Status of xserver/debrix/modular tree?

Bernardo Innocenti bernie at develer.com
Wed Feb 9 16:28:55 PST 2005


Hello,

out of personal interest, I've been following Xorg's
development since the fork.  I sometimes rebuild xorg
along with several other subprojects hosted at f.d.o.
to see what's up.

Both Mesa and DRI appear to be making very good progress
both in functionality and performance.  Cairo also looks
very active, with Glitz intermittently lagging behind.
Today I've finally seen cairo-gtk-engine in action and
it's very nice.

I'm very confused on where Xserver (kdrive?) and Debrix
are heading: there's little discussion on the public
mailing-lists and very little activity in the CVS
repositories.

The Xserver wiki page says the project is dead, pointing
users to Debrix.  The link to Debrix, however, has
disappeared from FreeDesktop's Software directory and
the Arch repository doesn't work any more.

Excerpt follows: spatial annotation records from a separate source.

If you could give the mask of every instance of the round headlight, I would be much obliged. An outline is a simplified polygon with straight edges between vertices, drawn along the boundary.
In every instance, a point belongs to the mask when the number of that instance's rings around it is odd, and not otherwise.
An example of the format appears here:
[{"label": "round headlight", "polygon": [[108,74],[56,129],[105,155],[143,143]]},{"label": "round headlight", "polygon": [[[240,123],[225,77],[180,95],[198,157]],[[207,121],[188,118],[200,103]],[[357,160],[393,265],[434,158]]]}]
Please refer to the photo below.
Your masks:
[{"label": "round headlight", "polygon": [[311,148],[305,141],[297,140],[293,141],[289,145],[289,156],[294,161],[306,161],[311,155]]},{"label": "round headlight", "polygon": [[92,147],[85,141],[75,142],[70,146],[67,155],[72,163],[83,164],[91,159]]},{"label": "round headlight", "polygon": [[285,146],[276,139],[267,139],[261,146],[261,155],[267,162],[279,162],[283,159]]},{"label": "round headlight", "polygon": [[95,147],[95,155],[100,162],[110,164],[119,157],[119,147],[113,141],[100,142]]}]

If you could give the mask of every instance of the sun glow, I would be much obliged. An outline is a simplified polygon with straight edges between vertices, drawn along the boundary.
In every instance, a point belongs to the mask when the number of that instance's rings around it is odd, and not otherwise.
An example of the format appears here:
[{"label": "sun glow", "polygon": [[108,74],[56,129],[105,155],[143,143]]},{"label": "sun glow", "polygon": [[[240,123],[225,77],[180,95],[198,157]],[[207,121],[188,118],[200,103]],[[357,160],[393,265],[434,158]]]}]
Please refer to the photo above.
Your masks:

Actually, the page was still there:
  http://www.freedesktop.org/wiki/Software_2fdebrix

...so I found out that Debrix migrated from arch to bazaar.
I tried checking it out, but it's mostly old stuff which
doesn't even build.

Instead, the "dead" xserver project still gets a few
commits every now and then.  It (mostly) works with my
radeon 9200 card with DRI and GLX enabled, but it's not
yet mature enough to replace Xorg.

The modular xlibs and xapps trees seem to receive very
little development.  It also looks like they're not
being kept in sync with the monolitic tree.  The XCB
enabled libX11 would be a nice new feature which already
works fine today.

I'm curious about the future deriction of these projects?
Is there a plan of some kind?  If so, where is it being
discussed?

Unlike other OSS projects such as the Linux Kernel and
GCC, there's very little talking in Xorg's mailing-lists:
most are just dead, with the exception of xorg which
has very little traffic.  Things just seem to "happen"
in CVS as if there was private mail exchange between
a few developers.

Reviewing patches in Bugzilla contributes to the lack
of communication of this development model.

Both Linus Torvalds and Mark Mitchell periodically write
status updates of some kind to keep people focused on
a common goal.  The KDE and Mozilla projects publish
long-term plans.

Never seen anything similar for the Xorg family of
projects.  It's not even clear what the management
roles are and who is in charge for them.

I know Xorg is based on volunteer work.  All OSS
projects are.  I might have overseen something, but
in order to be successful and attract more developers,
Xorg appears to need more coordination/PR work.

-- 
  // Bernardo Innocenti - Develer S.r.l., R&D dept.